A New synthetic anti-cancer vaccine has yielded positive results for Researchers at the Moffitt Cancer Center, effectively killing human papillomavirus-derived cancer, a virus linked to cervical cancers among others when given to mice.
Esteban Celis, M.D., Ph.D., senior member and professor in Moffitt's Immunology Program tells Newswire,"Vaccines for cancer can be good alternatives to conventional therapies that result in serious side-effects and are rarely effective against advanced disease,"
According to statistics cited from the World Health Organization, HPV is known to cause 99 percent of cervical cancers and annually causes more than 250,000 deaths worldwide.
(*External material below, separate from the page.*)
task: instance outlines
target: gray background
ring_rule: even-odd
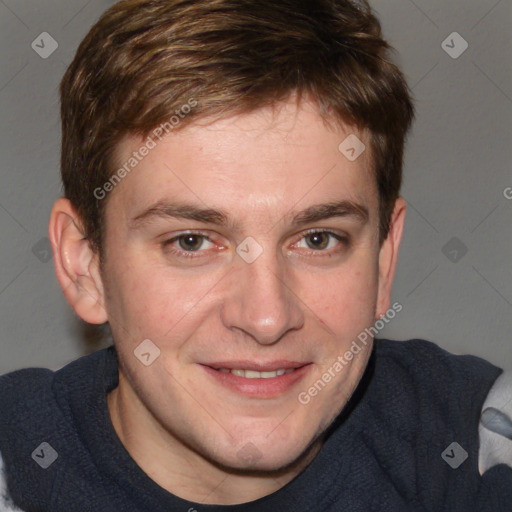
[[[60,194],[58,84],[112,3],[0,0],[0,374],[58,368],[100,346],[65,302],[46,236]],[[417,102],[394,289],[403,311],[382,335],[512,368],[512,1],[373,5]],[[46,59],[31,47],[42,32],[58,42]],[[469,44],[458,58],[453,32]]]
In addition, "HPV is the causative agent of a large proportion of head and neck and genital cancers," says Celis
Though there are vaccines that can prevent the contraction of HPV infection, this vaccine can be used specifically to treat HPV-induced tumors and cancers.
The trial began as a peptide vaccination strategy titled "TriVax-HPV," designed primarily to generate large numbers if cytotoxic T-cells that would seek out the proteins preferentially expressed in the tumors.
According to Celis and Kelly Barrios-Marrugo, Ph.D., of the University Of South Florida College Of Medicine's Molecular Medicine program, "a vaccine targeting these viral proteins is an "ideal candidate" to create strong immune responses, with the additional benefit of not generating autoimmune-related pathologies."
When tested on mice, the vaccine "induced tumor clearance in 100 percent of the treated mice" while the unvaccinated mice with HPV-induced tumors had their tumors grow at a fast rate."
The researchers hope that once the vaccine gains clearance, it will vastly improve standards of HPV treatment therapies, where current therapies for cervical cancer can be devastating, highly toxic and associated with a 10 percent chance of recurrence.